Week 5: Advanced Statistics & Exploratory Data Analysis

Hypothesis Testing, EDA Techniques & Data Storytelling

Duration: 7 Days | Level: Intermediate | Prerequisites: Week 4 Statistics

Welcome to Week 5! You've built a solid foundation in statistics - now it's time to apply those skills to real-world analysis. This week, you'll learn how to test hypotheses, explore data systematically, and communicate findings effectively.

By the end of this week, you'll be able to design experiments, analyze A/B tests, perform comprehensive exploratory data analysis, and present your findings in a compelling way.

Day 1

Hypothesis Testing Fundamentals

Making Data-Driven Decisions with Confidence

What is Hypothesis Testing?

Hypothesis Testing is a statistical method used to make decisions about a population based on sample data. It helps us determine whether observed differences are statistically significant or just due to random chance.

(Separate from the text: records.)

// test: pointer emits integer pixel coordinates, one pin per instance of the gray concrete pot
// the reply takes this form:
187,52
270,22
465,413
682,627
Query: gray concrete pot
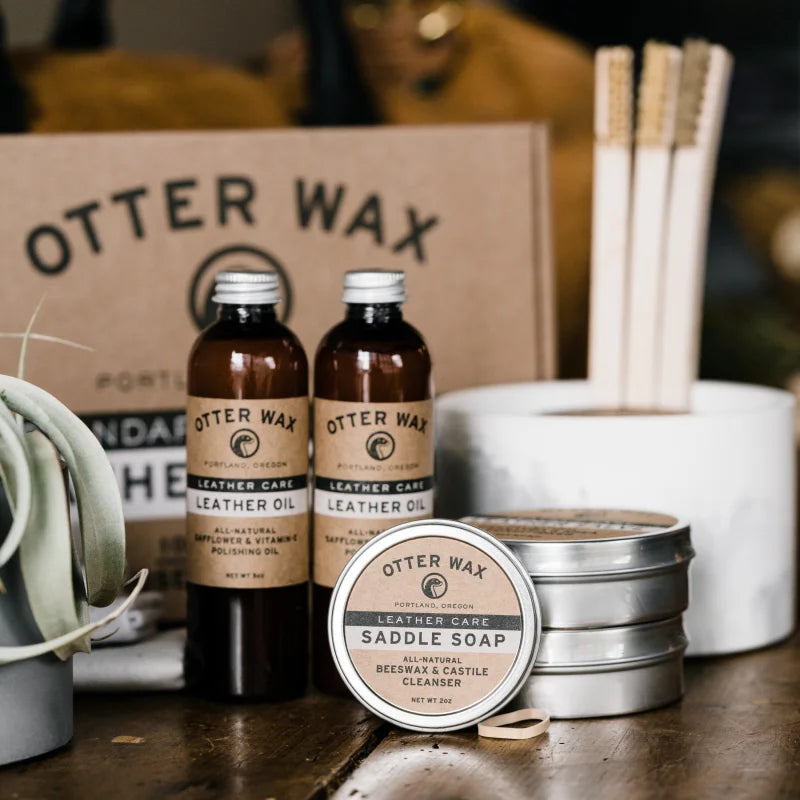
35,695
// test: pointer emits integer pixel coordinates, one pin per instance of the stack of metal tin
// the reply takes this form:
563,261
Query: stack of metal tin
612,587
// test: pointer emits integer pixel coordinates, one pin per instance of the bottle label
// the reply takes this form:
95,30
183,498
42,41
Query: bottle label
433,625
373,465
247,492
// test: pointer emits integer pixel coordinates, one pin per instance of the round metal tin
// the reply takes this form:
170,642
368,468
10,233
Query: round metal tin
594,568
434,625
607,672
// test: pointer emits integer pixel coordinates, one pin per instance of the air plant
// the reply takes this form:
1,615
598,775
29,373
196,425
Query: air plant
60,582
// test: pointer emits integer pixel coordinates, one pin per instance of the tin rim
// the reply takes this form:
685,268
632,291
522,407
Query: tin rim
604,649
514,678
663,548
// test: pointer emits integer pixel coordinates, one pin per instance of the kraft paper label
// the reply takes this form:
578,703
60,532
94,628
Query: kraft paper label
373,465
247,492
433,625
570,525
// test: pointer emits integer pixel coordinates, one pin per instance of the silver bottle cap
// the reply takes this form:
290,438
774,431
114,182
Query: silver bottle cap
374,286
246,287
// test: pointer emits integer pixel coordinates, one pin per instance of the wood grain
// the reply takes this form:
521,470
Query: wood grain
197,750
736,734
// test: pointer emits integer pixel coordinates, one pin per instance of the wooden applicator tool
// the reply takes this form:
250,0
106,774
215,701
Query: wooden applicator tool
652,162
613,117
701,106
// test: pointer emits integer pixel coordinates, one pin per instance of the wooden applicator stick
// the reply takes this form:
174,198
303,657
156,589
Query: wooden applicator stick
610,216
701,106
655,135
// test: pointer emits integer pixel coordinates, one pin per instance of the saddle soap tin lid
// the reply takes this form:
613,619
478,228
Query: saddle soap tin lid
434,625
571,542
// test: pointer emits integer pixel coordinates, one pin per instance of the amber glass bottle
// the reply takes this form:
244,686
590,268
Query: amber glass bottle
247,499
373,437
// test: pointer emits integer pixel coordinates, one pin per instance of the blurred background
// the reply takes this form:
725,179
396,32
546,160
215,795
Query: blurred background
167,64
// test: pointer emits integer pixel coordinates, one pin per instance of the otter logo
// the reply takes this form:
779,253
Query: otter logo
236,256
434,585
245,443
380,445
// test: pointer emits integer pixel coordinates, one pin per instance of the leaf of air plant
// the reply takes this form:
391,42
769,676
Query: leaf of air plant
16,479
43,337
99,504
45,552
23,350
25,651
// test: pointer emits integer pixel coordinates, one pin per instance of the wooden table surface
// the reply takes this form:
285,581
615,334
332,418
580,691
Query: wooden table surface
735,734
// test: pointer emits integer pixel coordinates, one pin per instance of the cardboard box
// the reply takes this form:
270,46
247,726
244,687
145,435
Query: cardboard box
123,235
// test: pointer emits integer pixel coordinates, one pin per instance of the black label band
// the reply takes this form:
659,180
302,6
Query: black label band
408,486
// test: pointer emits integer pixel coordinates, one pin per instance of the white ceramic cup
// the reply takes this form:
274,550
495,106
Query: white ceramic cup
728,468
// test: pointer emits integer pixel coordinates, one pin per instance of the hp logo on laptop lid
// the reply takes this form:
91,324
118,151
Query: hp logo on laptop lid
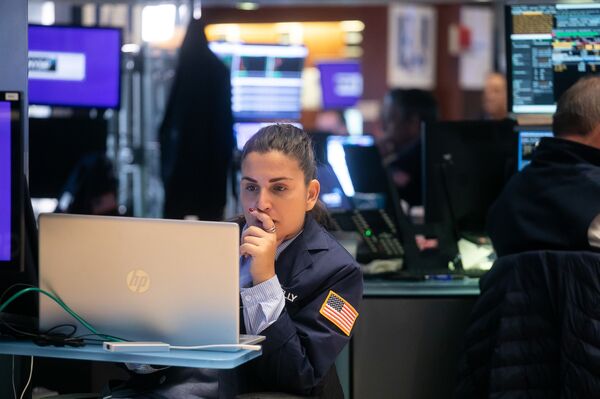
138,281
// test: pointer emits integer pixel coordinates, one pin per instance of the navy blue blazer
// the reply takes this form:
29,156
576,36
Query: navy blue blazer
302,345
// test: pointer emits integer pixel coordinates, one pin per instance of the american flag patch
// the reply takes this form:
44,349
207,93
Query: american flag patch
338,311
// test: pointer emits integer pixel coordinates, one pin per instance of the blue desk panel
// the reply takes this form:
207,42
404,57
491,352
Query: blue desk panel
430,288
183,358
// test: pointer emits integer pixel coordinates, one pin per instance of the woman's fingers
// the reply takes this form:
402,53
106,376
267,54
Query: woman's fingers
267,223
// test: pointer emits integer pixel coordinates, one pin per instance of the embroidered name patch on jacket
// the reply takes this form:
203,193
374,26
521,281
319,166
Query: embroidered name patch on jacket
338,311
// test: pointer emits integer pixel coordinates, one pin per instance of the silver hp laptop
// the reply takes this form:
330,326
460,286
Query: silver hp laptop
142,279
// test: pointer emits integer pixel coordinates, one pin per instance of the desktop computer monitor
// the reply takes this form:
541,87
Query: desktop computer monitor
11,181
548,48
529,139
74,66
465,167
56,145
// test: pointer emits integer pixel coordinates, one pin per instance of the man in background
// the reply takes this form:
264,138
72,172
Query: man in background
554,202
494,98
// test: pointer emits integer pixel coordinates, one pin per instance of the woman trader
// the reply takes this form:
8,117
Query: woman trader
299,286
307,285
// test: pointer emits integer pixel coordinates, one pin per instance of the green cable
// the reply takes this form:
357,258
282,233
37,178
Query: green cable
62,304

Think of hypothesis testing as a courtroom trial: we start with an assumption of innocence (null hypothesis) and need evidence to prove guilt (alternative hypothesis).

Null and Alternative Hypotheses

H₀ (Null Hypothesis)

The "status quo" - no effect, no difference

Example: "The new website design has NO effect on conversion rates"

H₁ (Alternative Hypothesis)

What we're trying to prove - there IS an effect

Example: "The new website design DOES affect conversion rates"

Type I and Type II Errors

Type I Error (False Positive)

Rejecting H₀ when it's actually true

Example: Concluding a drug works when it doesn't

Probability = α (significance level)

Type II Error (False Negative)

Failing to reject H₀ when it's actually false

Example: Missing a real effect that exists

Probability = β

P-values and Significance Levels

P-value: The probability of observing results at least as extreme as the sample results, assuming the null hypothesis is true.

Significance Level (α): The threshold for rejecting H₀, typically 0.05 (5%).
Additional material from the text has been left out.